MUMBAI, India, Jan. 23 -- Intellectual Property India has published a patent application (202541115042 A) filed by Dr. M. K. Vidhyalakshmi; Dr. R. Geetha; Dr. Aswathy K Cherian; Ramya Reddy N; Geetika Reddy Kvsl; Vaishnavi Jauhari; Smit Desai; and Pratik Vatsh, Chennai, Tamil Nadu, on Nov. 21, 2025, for 'advanced collision avoidance system for two-wheeled and four-wheeled vehicles using sensor fusion and machine learning algorithms.'
Inventor(s) include Dr. M. K. Vidhyalakshmi; Dr. R. Geetha; Dr. Aswathy K Cherian; Ramya Reddy N; Geetika Reddy Kvsl; Vaishnavi Jauhari; Smit Desai; and Pratik Vatsh.
The application for the patent was published on Jan. 23, under issue no. 04/2026.

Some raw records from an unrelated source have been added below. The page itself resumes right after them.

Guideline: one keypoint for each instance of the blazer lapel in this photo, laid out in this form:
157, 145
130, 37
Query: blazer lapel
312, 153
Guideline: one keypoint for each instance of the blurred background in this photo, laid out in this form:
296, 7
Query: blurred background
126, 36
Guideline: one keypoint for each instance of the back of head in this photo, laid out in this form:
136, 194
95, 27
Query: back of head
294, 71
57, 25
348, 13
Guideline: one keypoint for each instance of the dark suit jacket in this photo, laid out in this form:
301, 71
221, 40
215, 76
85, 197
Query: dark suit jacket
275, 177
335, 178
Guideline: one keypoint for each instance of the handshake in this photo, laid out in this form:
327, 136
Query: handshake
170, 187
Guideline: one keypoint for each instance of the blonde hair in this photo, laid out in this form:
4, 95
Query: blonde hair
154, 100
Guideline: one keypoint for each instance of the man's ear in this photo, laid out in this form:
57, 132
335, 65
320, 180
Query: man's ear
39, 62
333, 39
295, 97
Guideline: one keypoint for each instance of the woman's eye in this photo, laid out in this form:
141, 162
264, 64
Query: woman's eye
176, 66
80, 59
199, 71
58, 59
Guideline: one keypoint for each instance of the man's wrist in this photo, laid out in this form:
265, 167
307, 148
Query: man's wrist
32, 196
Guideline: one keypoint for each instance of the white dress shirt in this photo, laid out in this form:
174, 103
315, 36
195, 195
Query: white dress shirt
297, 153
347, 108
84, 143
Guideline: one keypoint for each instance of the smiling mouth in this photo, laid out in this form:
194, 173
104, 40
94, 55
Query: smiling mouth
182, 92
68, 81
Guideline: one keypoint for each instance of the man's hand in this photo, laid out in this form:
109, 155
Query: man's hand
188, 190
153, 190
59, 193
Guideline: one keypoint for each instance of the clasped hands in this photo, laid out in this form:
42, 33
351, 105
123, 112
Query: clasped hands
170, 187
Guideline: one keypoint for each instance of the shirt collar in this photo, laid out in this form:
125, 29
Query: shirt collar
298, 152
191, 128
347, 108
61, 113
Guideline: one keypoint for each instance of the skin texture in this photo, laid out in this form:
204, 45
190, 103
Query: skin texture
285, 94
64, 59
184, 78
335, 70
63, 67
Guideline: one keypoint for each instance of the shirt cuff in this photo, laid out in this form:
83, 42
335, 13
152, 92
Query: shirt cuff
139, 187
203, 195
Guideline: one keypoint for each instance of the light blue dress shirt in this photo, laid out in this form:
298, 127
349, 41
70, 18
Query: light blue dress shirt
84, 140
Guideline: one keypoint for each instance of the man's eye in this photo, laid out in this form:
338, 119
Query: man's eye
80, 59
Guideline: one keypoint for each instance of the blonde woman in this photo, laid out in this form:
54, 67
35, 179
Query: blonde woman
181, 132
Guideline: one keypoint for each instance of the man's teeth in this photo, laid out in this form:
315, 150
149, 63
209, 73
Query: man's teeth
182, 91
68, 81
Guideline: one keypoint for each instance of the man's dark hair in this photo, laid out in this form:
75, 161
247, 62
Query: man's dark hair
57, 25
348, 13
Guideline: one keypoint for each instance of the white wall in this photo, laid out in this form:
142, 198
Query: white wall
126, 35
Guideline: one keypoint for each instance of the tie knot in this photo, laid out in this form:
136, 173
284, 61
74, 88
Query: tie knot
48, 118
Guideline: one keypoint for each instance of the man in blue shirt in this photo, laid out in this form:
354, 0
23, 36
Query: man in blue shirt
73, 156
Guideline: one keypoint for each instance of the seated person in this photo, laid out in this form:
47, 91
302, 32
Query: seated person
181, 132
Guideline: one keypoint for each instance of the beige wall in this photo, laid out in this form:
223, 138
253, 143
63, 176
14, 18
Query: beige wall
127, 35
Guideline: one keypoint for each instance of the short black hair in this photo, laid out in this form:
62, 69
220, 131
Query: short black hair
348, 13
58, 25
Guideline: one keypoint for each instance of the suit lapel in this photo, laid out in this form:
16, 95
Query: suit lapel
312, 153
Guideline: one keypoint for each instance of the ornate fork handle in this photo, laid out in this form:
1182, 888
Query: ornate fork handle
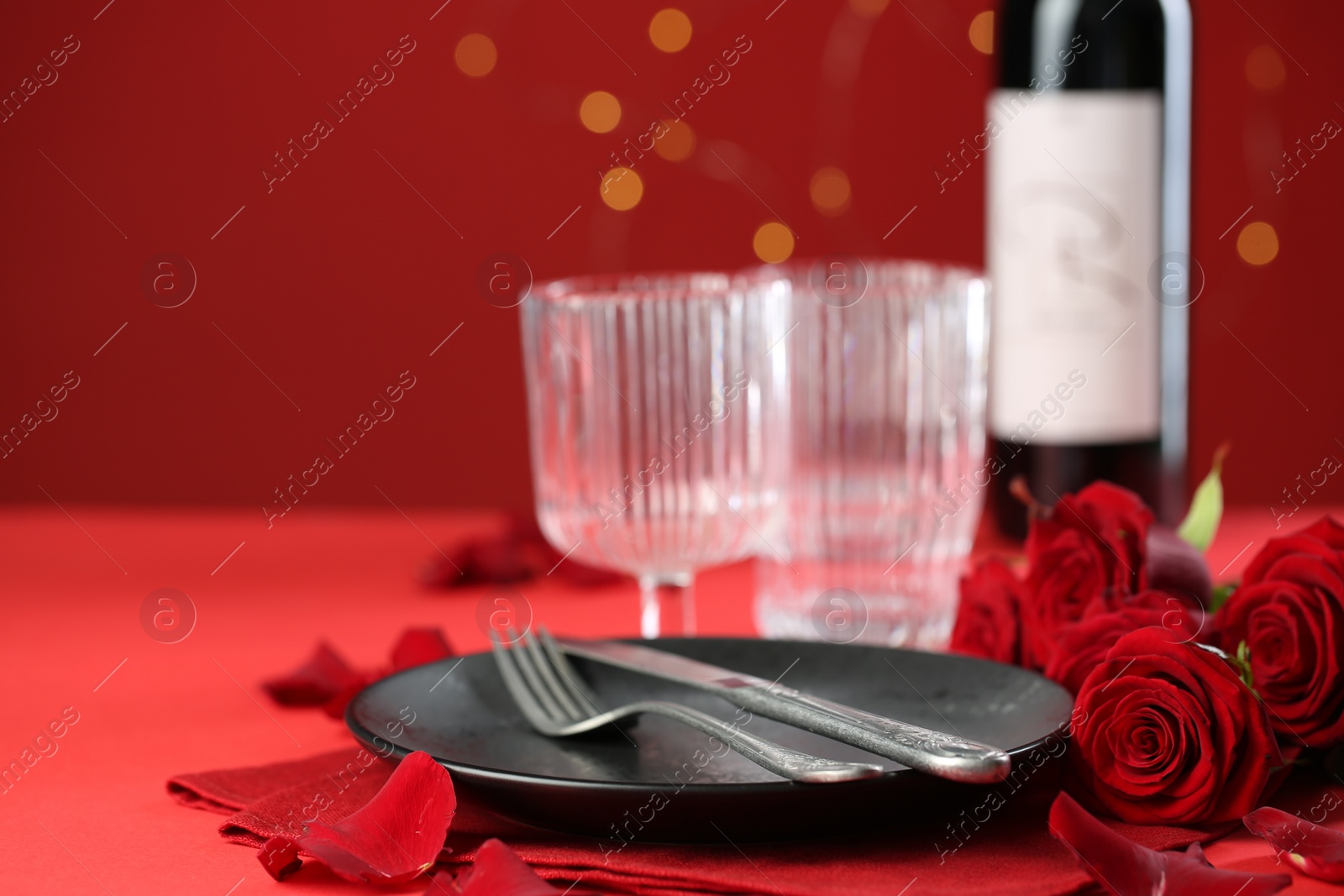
781, 761
932, 752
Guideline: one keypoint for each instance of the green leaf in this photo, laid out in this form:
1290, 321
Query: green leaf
1206, 510
1242, 663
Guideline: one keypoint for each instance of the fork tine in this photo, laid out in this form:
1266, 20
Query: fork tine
558, 691
534, 681
523, 698
571, 678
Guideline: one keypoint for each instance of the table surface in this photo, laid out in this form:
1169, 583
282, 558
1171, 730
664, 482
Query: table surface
94, 817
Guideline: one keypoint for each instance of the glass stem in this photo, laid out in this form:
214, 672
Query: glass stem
667, 605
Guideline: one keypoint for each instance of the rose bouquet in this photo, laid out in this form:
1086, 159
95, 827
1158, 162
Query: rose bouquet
1189, 699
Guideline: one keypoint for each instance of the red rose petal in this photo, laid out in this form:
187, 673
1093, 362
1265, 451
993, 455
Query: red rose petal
280, 857
398, 835
1176, 567
1319, 852
499, 872
988, 614
1126, 868
315, 683
418, 647
336, 705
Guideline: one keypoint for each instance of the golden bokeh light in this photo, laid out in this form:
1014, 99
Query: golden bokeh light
830, 191
773, 242
983, 33
476, 55
1257, 244
678, 143
869, 8
600, 112
669, 29
1265, 67
622, 188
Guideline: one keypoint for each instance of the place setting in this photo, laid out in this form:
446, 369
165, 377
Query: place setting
757, 449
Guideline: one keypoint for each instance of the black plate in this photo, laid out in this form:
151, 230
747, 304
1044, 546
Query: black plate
667, 782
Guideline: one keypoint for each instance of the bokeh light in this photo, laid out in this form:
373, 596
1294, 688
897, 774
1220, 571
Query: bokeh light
1265, 67
869, 8
476, 55
983, 33
669, 29
830, 191
773, 242
600, 112
622, 188
1257, 244
678, 143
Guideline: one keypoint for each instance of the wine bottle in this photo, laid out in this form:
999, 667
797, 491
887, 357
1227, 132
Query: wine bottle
1088, 239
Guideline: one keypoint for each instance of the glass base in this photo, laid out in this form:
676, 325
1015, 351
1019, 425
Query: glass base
667, 606
907, 606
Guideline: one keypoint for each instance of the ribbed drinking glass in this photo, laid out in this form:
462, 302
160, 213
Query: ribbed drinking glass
887, 405
652, 403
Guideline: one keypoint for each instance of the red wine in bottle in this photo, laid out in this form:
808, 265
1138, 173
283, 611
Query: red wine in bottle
1088, 239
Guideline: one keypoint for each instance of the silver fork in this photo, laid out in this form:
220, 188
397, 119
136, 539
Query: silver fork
558, 705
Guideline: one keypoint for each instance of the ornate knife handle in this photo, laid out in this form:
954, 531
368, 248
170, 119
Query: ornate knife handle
929, 752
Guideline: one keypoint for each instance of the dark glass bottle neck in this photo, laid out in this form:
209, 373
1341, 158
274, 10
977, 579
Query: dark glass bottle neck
1124, 45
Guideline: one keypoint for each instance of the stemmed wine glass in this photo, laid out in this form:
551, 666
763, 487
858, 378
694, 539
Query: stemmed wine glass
654, 402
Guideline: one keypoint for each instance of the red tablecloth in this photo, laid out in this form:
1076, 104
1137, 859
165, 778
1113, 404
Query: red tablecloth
94, 819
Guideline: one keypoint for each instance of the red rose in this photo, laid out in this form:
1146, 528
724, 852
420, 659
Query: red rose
1323, 539
1085, 645
1116, 519
1176, 567
1063, 580
1169, 734
987, 617
1292, 620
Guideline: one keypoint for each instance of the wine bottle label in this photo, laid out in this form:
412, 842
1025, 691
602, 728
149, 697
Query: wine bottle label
1074, 226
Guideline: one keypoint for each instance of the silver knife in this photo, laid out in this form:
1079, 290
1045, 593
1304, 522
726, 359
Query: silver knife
929, 752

According to the abstract released by the Intellectual Property India: "Advanced Collision Avoidance System is an innovative safety invention that applies to a two-wheeled and four-wheeled vehicle. It functions by initially collecting environmental information in detail by different types o f sensors such as cameras, radar and lidar. This crude data is then subjected to thorough filtering, and alignment to get accuracy, before being synthesized through sensor fusion resulting in a single and very dependable image of the environment that is beyond the reach of any single sensor. Based oh this, combined information, machine learning models classify and label all the objects in the surroundings of the vehicle and differentiate cars, motorcycles, pedestrians, and fixed objects correctly. The. movement of these, objects that are. detected is Continuously monitored by the system and predicted in terms of where they are likely to head in the future based on their speed and direction. Upon these predictions, the heart of the system .is created, that, conducts a risk evaluation to know the chance and immediate attention of a possible collision. The core component of the system independently decides the most relevant evasive maneuver to reduce the risk; this may be the issue of providing an immediate warning to the driver (e.g., haptic or auditory) or the actual management of the vehicle actuators, such as the brakes, steering. Importantly, the system is made in a permanent .monitoring and learning mode whereby as more real-world data is received the machine, learning models are refined and its overall performance and reliability to various and unpredictable driving situations is enhanced with time."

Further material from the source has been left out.